While this was a pretty efficient way of running operations, it was hardly without risk. Gormly was asked to send a team onto Cu Lao Tan Dinh, an island in the delta where enemy gunners routinely shot up passing patrol boats from fortified bunker complexes. With several patrol boats standing by for fire support, the team inserted at first light on 7 June 1967, loaded with hundreds of pounds of C4 explosive, blasting caps, detonation cord, and fuse.

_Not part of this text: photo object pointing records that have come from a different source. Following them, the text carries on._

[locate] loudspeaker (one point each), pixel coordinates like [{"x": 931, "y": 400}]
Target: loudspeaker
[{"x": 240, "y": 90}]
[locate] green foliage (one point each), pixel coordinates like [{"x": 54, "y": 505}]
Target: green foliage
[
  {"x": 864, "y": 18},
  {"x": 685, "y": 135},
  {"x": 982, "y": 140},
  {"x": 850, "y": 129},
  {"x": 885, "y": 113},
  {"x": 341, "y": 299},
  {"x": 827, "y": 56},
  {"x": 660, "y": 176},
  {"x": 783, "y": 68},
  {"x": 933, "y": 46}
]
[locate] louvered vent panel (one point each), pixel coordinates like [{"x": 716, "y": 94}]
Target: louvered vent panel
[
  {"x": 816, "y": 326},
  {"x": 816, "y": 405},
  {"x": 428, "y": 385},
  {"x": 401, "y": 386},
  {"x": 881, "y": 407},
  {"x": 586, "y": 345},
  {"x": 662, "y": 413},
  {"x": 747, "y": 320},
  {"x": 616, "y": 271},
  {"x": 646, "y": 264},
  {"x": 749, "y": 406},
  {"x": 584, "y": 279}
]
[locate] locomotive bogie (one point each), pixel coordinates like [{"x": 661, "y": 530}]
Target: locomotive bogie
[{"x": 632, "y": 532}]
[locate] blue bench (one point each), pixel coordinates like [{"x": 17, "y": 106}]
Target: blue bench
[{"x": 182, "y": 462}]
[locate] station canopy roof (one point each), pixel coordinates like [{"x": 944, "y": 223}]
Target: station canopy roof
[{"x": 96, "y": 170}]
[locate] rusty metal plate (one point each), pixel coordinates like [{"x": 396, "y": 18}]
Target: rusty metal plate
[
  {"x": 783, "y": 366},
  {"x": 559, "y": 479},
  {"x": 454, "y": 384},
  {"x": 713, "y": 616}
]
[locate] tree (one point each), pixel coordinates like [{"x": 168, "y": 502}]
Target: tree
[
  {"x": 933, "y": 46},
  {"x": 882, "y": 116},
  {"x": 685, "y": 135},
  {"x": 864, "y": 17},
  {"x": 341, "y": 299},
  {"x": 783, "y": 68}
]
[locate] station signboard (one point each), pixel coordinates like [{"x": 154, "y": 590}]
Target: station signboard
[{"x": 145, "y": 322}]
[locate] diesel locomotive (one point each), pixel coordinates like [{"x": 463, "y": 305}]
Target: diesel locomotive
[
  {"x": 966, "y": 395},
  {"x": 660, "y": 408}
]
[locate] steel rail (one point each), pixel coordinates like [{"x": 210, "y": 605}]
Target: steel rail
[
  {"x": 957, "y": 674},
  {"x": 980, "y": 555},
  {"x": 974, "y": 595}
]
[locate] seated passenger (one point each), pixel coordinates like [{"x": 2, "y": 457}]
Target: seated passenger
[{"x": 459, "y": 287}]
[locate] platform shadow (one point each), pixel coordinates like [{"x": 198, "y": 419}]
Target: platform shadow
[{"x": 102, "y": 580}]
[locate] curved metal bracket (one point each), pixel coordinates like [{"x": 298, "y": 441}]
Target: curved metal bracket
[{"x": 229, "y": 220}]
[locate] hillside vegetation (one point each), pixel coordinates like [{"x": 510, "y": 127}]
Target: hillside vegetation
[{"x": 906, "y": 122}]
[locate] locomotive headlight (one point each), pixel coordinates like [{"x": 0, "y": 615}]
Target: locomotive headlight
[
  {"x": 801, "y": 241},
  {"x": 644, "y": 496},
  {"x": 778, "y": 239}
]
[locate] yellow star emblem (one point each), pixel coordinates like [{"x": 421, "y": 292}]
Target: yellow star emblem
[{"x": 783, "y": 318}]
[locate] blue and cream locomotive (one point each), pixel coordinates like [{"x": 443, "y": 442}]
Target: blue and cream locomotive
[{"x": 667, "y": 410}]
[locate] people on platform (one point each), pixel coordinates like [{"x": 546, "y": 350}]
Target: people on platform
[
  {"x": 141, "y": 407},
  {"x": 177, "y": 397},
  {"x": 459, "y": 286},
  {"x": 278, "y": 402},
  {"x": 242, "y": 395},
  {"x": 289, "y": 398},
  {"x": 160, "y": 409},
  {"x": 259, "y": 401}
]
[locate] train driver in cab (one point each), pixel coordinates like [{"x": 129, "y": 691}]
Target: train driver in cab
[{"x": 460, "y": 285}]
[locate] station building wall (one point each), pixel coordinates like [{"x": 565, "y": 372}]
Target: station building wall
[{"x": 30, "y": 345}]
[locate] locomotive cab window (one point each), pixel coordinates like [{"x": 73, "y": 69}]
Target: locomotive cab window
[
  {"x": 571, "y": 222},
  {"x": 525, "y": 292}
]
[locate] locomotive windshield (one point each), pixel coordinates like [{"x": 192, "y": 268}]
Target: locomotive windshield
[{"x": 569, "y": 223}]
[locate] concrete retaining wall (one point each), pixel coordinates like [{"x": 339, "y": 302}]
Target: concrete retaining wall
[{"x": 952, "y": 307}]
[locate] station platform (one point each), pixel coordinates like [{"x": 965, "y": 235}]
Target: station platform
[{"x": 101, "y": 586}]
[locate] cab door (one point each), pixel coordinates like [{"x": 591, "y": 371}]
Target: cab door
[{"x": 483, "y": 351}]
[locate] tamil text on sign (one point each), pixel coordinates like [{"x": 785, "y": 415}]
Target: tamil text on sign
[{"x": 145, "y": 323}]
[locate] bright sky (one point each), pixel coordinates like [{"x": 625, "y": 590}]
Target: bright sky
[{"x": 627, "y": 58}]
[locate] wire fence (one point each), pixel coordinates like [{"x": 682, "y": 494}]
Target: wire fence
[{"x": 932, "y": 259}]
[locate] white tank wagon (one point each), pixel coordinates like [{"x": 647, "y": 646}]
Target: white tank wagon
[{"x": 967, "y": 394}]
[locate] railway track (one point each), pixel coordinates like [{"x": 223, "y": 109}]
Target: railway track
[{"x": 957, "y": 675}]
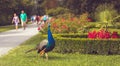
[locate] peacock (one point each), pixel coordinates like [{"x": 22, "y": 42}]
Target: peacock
[{"x": 45, "y": 45}]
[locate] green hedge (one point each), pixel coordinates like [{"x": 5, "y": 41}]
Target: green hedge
[{"x": 85, "y": 45}]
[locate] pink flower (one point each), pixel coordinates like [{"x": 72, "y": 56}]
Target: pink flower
[{"x": 114, "y": 35}]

Once ashore, Gormly’s motley crew “sneaked and peeked” finding lots of bunkers in the process but not encountering any of the loyal opposing team. With the patrol boat supplying the demo materials, the team methodically blew up every bunker in sight. They did this for about four hours, moving steadily down the river from bunker site to bunker site. As they left what turned out to be the last bunker complex, Gormly noticed signs of human activity—bent grass where someone had stepped within the previous few minutes, leaving a trail away from the river. The patrol crawled thirty or forty meters forward, following the tracks, until Gormly (now on point) saw an enemy soldier, complete with helmet and weapon, in the weeds ahead. “I stood up and hosed him down. Then I got shot—and all hell broke loose! We had walked down the side of an L-shaped ambush—lucky us! We had a big firefight, then made our way back to the river where we directed fire on the VC until we could get a boat in to extract us. The helo gunships and the boats stayed there for about eight more hours, shooting it out with the VC. I got shot through the wrist. The guy that shot me was no more than five feet behind me. We had a Vietnamese SEAL with us, and he hosed that guy down. I was real lucky—he shot me over my right shoulder. At first I didn’t even know I was shot. I thought my rifle had jammed and blown up—then I noticed the gaping hole in my wrist and realized I’d been shot. That was kind of a stupid op, but it was fun for a while!” It also turned out to be worth a Silver Star for Gormly after his SEALs wrote him up for the award.